For this example I’m using JavaScript, but most languages have support for regex with only minor tweaks to transpose them from one language to another.

We know that \d is equivalent to any digit caracther ` [0-9]`.

So just by looking at our timecode string 01:17:23.736 hh:mm:ss.mmm we can already describe it as:

/\d\d:\d\d:\d\d.\d\d\d/

This can be refactored using the notation {number} defines how many time the instance is expected to occur. so where writing \d{2} is equivalent to write \d\d, where we are expecting two digits one after the other.

/\d{2}:\d{2}:\d{2}.\d{3}/

Square brackets such as [something somethingElse] means any something or somethingElse. And any character in brackets loose it’s special value.

So if we want to see milliseconds with , and milliseconds with , we would write

/\d{2}:\d{2}:\d{2}[ . ,]\d{3}/

Which in JavaScript you would run by defining a variable with the regex pattern, and the method .test on that variable passing the string you want to test as argument. Last but not least using console.log to print out the outcome.

var timeCode =  /\d{2}:\d{2}:\d{2}[ . ,]\d{3}/;

console.log(timeCode.test("01:17:23.736"));

This is also equivalent to writing it without using the variable declaration if you want to have a one liner.

console.log( /\d{2}:\d{2}:\d{2}[ . ,]\d{3}/.test("01:17:23.736"));

a more sensible approach

Now you might have noticed that I got carried away and didn’t realy follow the approach I set out to show you and the code is not very readable especilly in the last one liner, I didn’t define variables with regex patterns and combined those to make it more manageable and readable, as well as flexible if the timecode I am looking for where to change.

So here’s how you’d go about following this more sensible approach.

Once again you got your timecode string 01:17:23.736 hh:mm:ss.mmm

Now you think, what have you got as smallest unit.
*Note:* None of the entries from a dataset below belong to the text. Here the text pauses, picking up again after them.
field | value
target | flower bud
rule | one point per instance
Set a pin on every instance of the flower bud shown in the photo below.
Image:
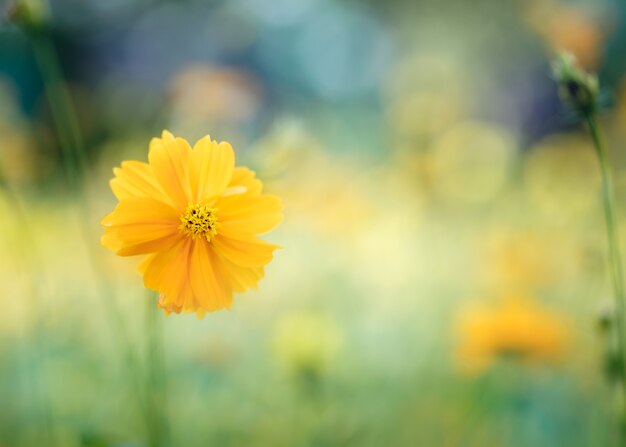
(577, 88)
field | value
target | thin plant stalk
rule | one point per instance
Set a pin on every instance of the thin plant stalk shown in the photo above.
(158, 423)
(74, 162)
(615, 259)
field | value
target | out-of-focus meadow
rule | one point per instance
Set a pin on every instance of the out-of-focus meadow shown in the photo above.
(443, 277)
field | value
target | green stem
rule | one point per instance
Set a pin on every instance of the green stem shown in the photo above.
(157, 424)
(614, 251)
(62, 110)
(74, 163)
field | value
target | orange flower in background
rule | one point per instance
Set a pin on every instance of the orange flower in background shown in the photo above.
(196, 216)
(518, 327)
We got hours,minutes, and milliseconds that are all 2 digit characters.

So I could start to write a pattern to match that

var twoDigit = /\d{2}/;

Then we see we got milliseconds which is a 3 digit characters.

var mmm = /\d{3}/;

which we could already write as

var timeCode = /twoDigit:twoDigit:twoDigit.mmm/;

which would look like:

// a simple readable approach to writing regex using variables.
var twoDigit = /\d{2}/;
var mmm = /\d{3}/;
var timeCode = /twoDigit:twoDigit:twoDigit.mmm/;
console.log(timeCode.test("01:17:23.736"));

but timecode come in pairs

but generally timecode, for example in subtitles files come in pairs, for example in an srt file, so here’s in an example of how we did a regex, but now need to expand on it to match a larger string.

00:00:06,500 --> 00:00:10,790
some text from a subtitle file srt 

it can be usefull

“A part of a regular expression that is surrounded in parentheses counts as a single element as far as the operators following it are concerned.” - Excerpt From: Haverbeke, Marijn. “Eloquent JavaScript.”

for this example if we just consider the string with the timecodes, let’s say we have parsed it and isolated it into its own string.

00:00:06,500 --> 00:00:10,790

considering the code written in the previous section, we can now add to it as follow:

// a simple readable approach to writing regex using variables.
var twoDigit = /\d{2}/;
var mmm = /\d{3}/;
var timeCode = /twoDigit:twoDigit:twoDigit,mmm/;

var twoTimeCodes = /timeCode --> timeCode/;

console.log(twoTimeCodes.test("00:00:06,500 --> 00:00:10,790"));

how much easyer was that? we just had to add this line:

var twoTimeCodes = /timeCode --> timeCode/;

and change what var we were using to run the test to this last one.

console.log(twoTimeCodes.test("00:00:06,500 --> 00:00:10,790"));